Vianello se encogió de hombros.
– ¿Lo dices porque es petulante?
Brunetti asintió, y añadió:
– No más que Opus Dei, supongo.
Vianello se echó a reír y se pasó las manos por el cabello, como limpiándose de los acontecimientos de la mañana.
– Tomaré el 51 -dijo el inspector-. Es más rápido.
Por un momento, Brunetti quedó confuso, pero luego comprendió: Vianello no iba a acompañarlo de vuelta, hacia Rialto, donde el inspector podía tomar el Uno, que lo conduciría a Castello. Al igual que Brunetti, deseaba ir a casa a almorzar, y la embarcación que iba por detrás de la isla y paraba en Celestia era la manera más rápida de llegar.
– Pues hasta luego -se despidió Brunetti, y se dirigió a casa.

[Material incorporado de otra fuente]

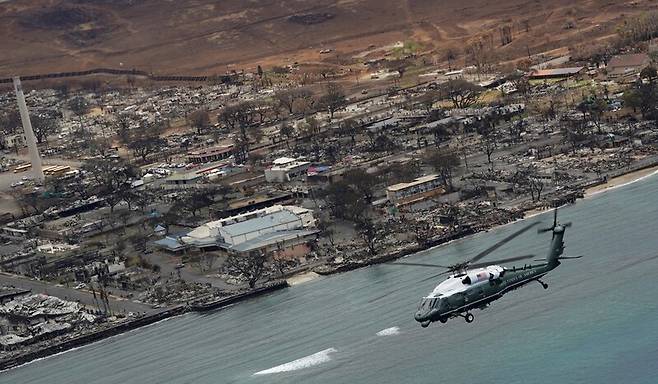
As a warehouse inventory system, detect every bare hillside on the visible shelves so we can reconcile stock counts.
[0,0,651,76]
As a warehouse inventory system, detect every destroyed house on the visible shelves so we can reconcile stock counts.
[386,174,444,205]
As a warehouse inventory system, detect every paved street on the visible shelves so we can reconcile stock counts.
[0,272,154,312]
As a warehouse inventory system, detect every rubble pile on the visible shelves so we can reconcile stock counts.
[138,280,224,305]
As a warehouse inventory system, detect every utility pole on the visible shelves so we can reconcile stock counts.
[14,77,44,183]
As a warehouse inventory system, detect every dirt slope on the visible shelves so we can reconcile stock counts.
[0,0,653,77]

Cuando sus pies tomaron la dirección adecuada, volvió su pensamiento a lo que acababa de oír. La calle Bernardo lo llevó al Campo San Polo, pero estaba ciego para todo y para todos los que iba dejando atrás. Trataba de representarse a la joven con el rostro ensangrentado acurrucada en el descansillo. No sólo trató de representársela, sino de imaginar lo que la llevó allí o dondequiera que pudiese haber ido después de que la signora Giusti la encontrara.
La existencia del hombre que había golpeado a la muchacha -Brunetti no albergaba duda alguna sobre el sexo del agresor- fue la primera prueba de que el deseo de la signora Altavilla de ayudar a la infortunada pudo haber conducido a algo distinto de la dulzura y la armonía. Ante esta idea y ante el reconocimiento del cinismo con que la había expresado, Brunetti emitió un involuntario gruñido, algo que hacía cuando lo sorprendían sus peores pensamientos.
Si el hijo estaba enterado de la entrada y salida de esas niñas y mujeres, eso podría explicar su nerviosismo. Podría haber prevenido a su madre en contra de acoger a esas mujeres en su casa. A Brunetti le costaba admitir que un hijo no advirtiera en ese sentido a su madre. Pero él vivía en Lerino, ella en Venecia, y de este modo él podía ejercer poco control efectivo sobre lo que ella hacía o no hacía, a quién recibía en su casa o a quién no.